PACE: MONS. BETORI A GIORNALISTI CATTOLICI (UCSI), “CHIAMATI AD ADERIRE ALLE PAROLE DEL PAPA”. DIFFUSO UN APPELLO

“Trasmettere la vita come fatto o come valore crea modalità assai diverse di comunicazione, in cui la ricerca della verità non può limitarsi alla sommatoria dei dati, ma implica una visione dell’uomo che deve fare i conti con il problema della verità”: lo ha ricordato il vescovo mons. Giuseppe Betori segretario generale della Cei nel corso della messa che ieri a San Lorenzo Lucina in Roma ha aperto l’incontro promosso dall’Ucsi (Unione cattolica stampa italiana) sul tema “Giornalisti, un minuto di parole al servizio della pace”. In questi giorni i giornalisti “sono invitati ad essere a loro volta segno di verità e libertà”, ha aggiunto mons. Betori, e in particolare “sono chiamati ad aderire alle parole di speranza e di pace di papa Giovanni Paolo II: non è forse vero che proprio attorno alle parole del Santo Padre tutti riconoscono una pienezza ineguagliabile di verità sull’uomo?”.

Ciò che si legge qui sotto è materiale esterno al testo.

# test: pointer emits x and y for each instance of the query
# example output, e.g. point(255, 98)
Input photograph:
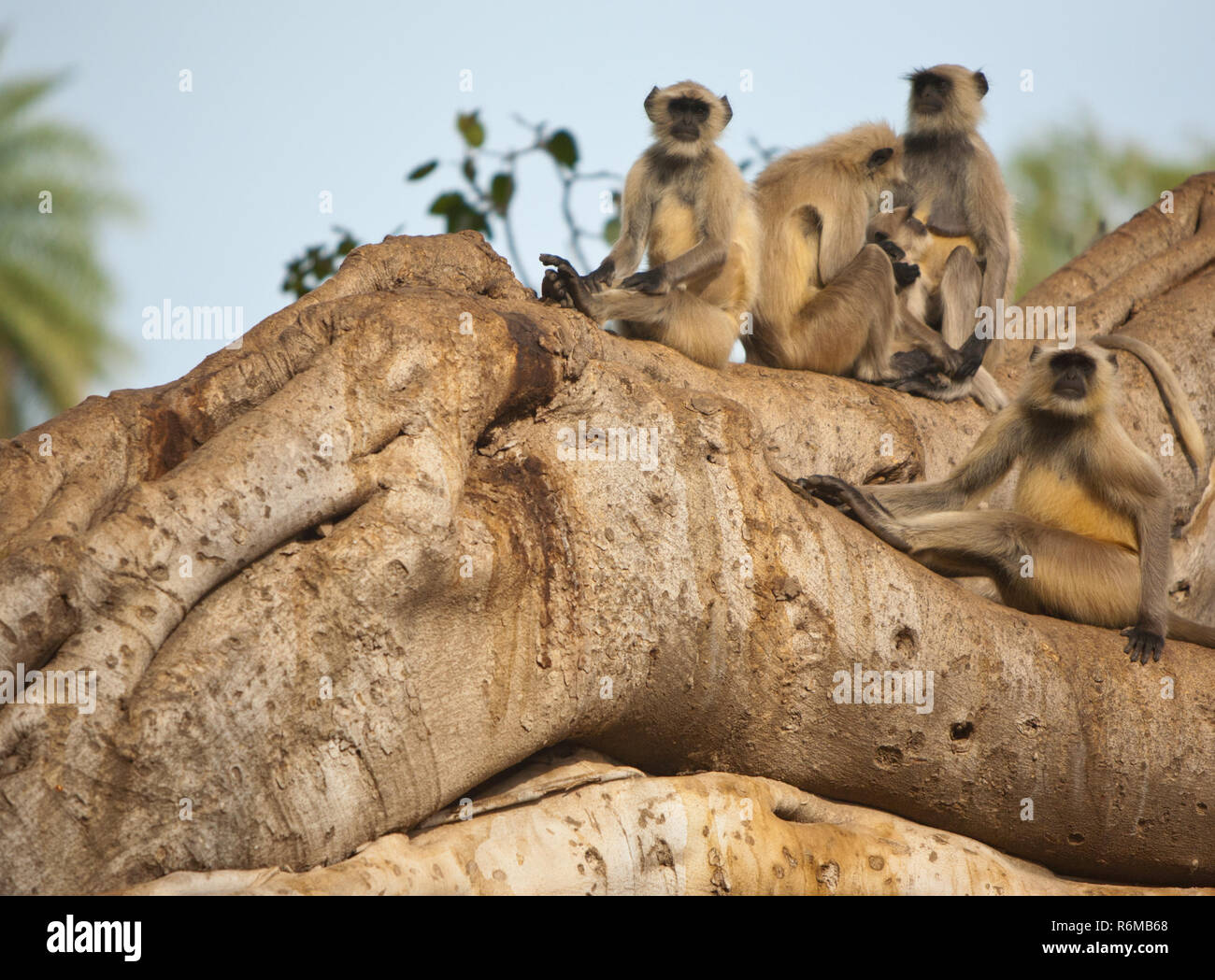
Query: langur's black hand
point(651, 280)
point(551, 290)
point(890, 248)
point(906, 274)
point(1141, 643)
point(831, 490)
point(562, 265)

Il vescovo ha inoltre ricordato che “la pace vera, è quella che solo Dio può donare, perché solo lui sa come si può ottenere, oltre le facile scorciatoie delle guerre che si presumono chirurgiche e di un pacifismo finora incapace di rimuovere le cause, tutte le cause, dell’ingiustizia”.
Durante lo scambio di riflessioni e testimonianze professionali che ha fatto seguito alla messa è stato presentato l'”Appello dei giornalisti per la pace“, pubblicato nello stesso giorno sul quotidiano Avvenire, nel quale tra l’altro viene ribadito l’impegno per una comunicazione attenta al rispetto dell’uomo, della verità e per fare delle parole “segni di pace”. L’appello dell’Ucsi così si conclude: “Una convinzione ci unisce: la parola non può vivere che come parola di pace, perché se fosse parola di odio sarebbe tomba a se stessa, come parola umana, la morte di ogni comunicazione”.